Making Sense of my Statistics Course
Here are some general notes.
Difficult words
Degrees of freedom in statistics describes how variables depend on each other. If we have a data for a rectangle
containing width, height and area, we have 3 variables, but degree of freedom = 2, since area depends on
$width*height$. A square on the other hand has one degree of freedom An elbow has one degree of freedom, a shoulder
has two. Degrees of freedom is n-1. So if we have color and size, we have $n=2 \implies n-1 = 1$
From a statistics point of view. Degrees of freedom describes how many of your data points are variable vs
determined. Suppose you have three data points with a mean of 21. What three numbers averaged together give a
mean of 21? You can choose anything for the first two, but the third number is determined since you have to
equal the mean. For example, if you have 15 and 5, the third can only be 43: (15+ 5+43 =63 /3 = 21).
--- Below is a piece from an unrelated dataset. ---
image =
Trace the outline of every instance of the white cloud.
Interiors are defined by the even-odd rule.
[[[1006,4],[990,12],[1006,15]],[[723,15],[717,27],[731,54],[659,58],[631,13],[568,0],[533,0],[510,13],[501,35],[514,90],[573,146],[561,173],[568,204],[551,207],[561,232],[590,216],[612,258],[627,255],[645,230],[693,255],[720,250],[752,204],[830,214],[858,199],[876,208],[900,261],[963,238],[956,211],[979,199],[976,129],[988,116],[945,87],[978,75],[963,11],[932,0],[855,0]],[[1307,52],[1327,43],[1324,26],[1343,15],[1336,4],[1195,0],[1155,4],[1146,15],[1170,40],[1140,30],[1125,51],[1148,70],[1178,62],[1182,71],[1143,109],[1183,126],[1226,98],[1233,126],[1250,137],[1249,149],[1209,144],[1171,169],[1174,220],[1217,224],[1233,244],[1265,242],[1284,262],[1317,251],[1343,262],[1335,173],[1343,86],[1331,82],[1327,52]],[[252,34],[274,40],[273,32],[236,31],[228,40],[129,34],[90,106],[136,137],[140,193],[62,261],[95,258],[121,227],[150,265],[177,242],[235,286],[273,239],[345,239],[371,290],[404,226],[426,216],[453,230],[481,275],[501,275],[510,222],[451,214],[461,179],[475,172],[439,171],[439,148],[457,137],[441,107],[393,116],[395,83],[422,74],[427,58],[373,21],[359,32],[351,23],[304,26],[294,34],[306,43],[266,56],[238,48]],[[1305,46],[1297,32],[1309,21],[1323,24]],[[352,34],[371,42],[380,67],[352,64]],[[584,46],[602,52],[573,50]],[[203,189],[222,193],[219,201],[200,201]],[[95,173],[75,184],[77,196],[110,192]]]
You can
choose any two numbers for the first two spots, but the third is determined mathematically. In this sample, we
have two degrees of freedom. The more datapoints in your sample, the more degrees of freedom you have.
t observed and p value
Code in R:
# sample set
l <- c(3003,3005,2997,3006,2999,2998,3007,3005,3001)
# standard error
# how sure are we about our data.
sem <- sd(l)/sqrt(length(l))
# What is our expectation.
mu <- 3000
x_bar <- mean(l)
# divide the diff between our average from sample and expected mean value, and get observed t.
tobs <- (x_bar-mu)/(sem)
# length(l) - 1 because we have n-1 degrees of freedom.
# p_value is the risk that the result we have gotten is due to chance.
p_value <- (1 - pt(tobs, df=length(l)-1)) * 2
# level of significance.
# This is the acceptable risk that the result we have gotten is due to chance
alpha <- 0.05
1-p_value
p_value
Tricky stuff
When converting from log to normal through exp(x) we get the median, NOT the mean
Two samples
It is almost always fool proof to use the welch version. The pooled version is for similar variance. The pooled approach is sometimes useful when sample size is very small.
Exam questions
Common question is that we want to calculate n or power.